Sunday, September 10, 2006
By Chuck Finder, Pittsburgh Post-Gazette
With bright lights, a big football night, a national-television audience tuned in and a near-record number of Heinz Field patrons turned on, Nate Washington leaped high into the sky and came back down to earth with a touchdown. His first. His Super Bowl-winning team's first of the season. His first official catch in the NFL.
One problem, though.
He forgot the ball.
"I didn't really know how to celebrate," the Steelers' second-year receiver recalled later. "Actually, I didn't think anything of it, because I spiked it by accident.
"I ran off the field, and somebody said, 'Where's your ball at?' I thought about it, like, 'Oh, man ... ' "
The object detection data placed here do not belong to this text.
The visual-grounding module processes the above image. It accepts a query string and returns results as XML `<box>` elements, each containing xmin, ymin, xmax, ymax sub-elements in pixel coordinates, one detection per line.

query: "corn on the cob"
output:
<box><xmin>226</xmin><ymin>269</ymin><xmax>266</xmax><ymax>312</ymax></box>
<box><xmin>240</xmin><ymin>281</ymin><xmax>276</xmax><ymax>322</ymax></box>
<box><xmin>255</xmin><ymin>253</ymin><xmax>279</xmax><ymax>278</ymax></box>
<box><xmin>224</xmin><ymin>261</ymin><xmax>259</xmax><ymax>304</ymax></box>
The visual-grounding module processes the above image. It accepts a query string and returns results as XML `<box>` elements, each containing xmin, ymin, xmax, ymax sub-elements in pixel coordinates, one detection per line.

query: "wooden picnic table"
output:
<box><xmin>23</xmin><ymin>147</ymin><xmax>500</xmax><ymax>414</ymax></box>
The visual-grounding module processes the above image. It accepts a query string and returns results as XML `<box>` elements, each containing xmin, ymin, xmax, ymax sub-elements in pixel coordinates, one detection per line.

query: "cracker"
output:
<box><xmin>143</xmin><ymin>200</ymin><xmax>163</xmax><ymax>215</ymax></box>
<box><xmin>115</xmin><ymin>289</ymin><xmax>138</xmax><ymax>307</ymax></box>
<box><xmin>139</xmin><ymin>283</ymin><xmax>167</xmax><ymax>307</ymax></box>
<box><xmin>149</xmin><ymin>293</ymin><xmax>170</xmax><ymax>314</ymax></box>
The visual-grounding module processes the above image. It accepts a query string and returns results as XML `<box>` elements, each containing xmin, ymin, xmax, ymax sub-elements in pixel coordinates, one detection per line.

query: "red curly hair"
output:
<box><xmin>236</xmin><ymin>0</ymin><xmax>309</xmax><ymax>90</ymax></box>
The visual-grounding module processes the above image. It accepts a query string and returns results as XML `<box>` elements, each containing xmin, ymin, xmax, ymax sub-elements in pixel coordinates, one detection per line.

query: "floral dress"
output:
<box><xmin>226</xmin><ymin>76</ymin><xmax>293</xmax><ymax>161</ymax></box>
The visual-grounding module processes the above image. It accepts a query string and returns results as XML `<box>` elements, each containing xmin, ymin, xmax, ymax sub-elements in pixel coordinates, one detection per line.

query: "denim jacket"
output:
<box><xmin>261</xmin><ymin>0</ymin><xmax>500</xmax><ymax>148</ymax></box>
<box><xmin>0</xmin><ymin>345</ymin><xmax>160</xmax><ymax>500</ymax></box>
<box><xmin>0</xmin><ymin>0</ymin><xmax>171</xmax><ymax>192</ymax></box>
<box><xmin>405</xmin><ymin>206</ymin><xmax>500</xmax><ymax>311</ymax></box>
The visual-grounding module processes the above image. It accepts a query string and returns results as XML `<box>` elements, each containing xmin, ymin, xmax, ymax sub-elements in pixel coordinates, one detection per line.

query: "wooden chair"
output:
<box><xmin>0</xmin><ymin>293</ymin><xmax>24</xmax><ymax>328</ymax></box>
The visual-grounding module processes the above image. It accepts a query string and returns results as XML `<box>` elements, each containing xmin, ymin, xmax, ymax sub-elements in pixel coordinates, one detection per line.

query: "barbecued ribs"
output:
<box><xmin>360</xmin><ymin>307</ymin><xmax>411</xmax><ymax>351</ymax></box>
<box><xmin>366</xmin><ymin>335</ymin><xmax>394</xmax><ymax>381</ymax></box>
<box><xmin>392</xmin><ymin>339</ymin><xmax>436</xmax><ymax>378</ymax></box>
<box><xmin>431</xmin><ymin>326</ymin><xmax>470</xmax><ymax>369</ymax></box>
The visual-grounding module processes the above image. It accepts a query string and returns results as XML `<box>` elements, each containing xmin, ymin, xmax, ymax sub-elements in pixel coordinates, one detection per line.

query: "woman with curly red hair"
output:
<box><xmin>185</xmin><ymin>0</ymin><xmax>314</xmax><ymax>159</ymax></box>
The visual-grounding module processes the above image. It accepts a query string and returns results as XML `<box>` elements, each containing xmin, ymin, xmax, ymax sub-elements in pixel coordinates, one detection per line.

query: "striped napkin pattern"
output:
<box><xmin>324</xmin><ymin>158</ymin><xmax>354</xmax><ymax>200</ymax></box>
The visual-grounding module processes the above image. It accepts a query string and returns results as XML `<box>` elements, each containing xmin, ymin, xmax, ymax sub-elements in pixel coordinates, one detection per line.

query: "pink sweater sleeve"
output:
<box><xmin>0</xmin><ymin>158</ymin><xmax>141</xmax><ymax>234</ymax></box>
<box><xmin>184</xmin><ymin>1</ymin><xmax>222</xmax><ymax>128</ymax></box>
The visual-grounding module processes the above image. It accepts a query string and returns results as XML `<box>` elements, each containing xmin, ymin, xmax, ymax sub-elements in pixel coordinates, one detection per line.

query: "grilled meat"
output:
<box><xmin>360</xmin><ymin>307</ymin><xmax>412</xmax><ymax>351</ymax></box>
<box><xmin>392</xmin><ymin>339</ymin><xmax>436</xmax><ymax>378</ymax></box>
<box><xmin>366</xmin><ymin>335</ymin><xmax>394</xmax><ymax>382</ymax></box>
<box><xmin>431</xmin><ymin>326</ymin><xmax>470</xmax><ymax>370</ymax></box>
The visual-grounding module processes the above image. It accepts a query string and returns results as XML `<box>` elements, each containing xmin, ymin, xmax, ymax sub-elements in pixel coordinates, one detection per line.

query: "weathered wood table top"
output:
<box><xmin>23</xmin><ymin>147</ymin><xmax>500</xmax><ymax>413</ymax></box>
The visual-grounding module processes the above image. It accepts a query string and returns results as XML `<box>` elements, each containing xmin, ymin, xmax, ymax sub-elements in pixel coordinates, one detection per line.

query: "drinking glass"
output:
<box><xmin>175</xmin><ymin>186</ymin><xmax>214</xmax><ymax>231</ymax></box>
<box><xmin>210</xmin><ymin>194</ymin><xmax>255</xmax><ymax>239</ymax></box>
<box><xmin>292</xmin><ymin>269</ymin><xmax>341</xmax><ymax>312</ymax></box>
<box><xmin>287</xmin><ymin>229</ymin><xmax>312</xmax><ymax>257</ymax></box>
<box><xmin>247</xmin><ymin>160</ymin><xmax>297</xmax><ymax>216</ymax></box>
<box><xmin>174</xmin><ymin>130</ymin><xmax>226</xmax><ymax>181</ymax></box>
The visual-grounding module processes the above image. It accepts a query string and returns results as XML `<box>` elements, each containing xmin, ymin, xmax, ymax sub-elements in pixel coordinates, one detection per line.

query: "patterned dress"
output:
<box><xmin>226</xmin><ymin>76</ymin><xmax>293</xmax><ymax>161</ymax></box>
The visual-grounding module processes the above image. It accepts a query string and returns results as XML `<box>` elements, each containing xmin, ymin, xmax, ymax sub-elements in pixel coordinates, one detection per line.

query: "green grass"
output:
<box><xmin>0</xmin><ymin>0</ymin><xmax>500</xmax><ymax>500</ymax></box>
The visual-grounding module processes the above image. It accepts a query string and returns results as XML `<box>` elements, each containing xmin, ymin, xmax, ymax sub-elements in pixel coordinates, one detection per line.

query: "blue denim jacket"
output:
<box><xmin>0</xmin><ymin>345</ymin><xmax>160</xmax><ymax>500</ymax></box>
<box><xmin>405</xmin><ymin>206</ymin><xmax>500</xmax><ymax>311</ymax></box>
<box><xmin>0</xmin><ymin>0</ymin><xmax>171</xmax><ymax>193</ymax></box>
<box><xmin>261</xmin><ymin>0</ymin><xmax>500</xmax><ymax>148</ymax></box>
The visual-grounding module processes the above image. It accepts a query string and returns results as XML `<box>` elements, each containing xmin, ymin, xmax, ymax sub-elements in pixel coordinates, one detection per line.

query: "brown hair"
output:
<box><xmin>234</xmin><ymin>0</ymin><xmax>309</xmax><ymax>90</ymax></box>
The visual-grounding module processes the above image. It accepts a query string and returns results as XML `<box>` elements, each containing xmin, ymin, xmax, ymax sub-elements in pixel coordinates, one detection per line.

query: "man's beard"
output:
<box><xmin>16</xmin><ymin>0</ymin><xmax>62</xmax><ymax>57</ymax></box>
This would explain why, around the midnight hour, Thursday night to Friday morning, Steelers field manager Rich Baker was leaning around a gaggle of media at Washington's locker and reassuring him: Don't worry, we got it.
Fear not for Washington. A former practice squad member, a player seemingly deemed expendable after his employers selected not one but two receivers in the early rounds of April's draft, a player with a football pedigree this league hadn't seen in some 80 seasons, the young man who turned 23 just a week and a half earlier appears ready to put both Tiffin University on the map (1,297 students at the Toledo, Ohio, school) and his capable hands around an important position (Steelers No. 3 receiver).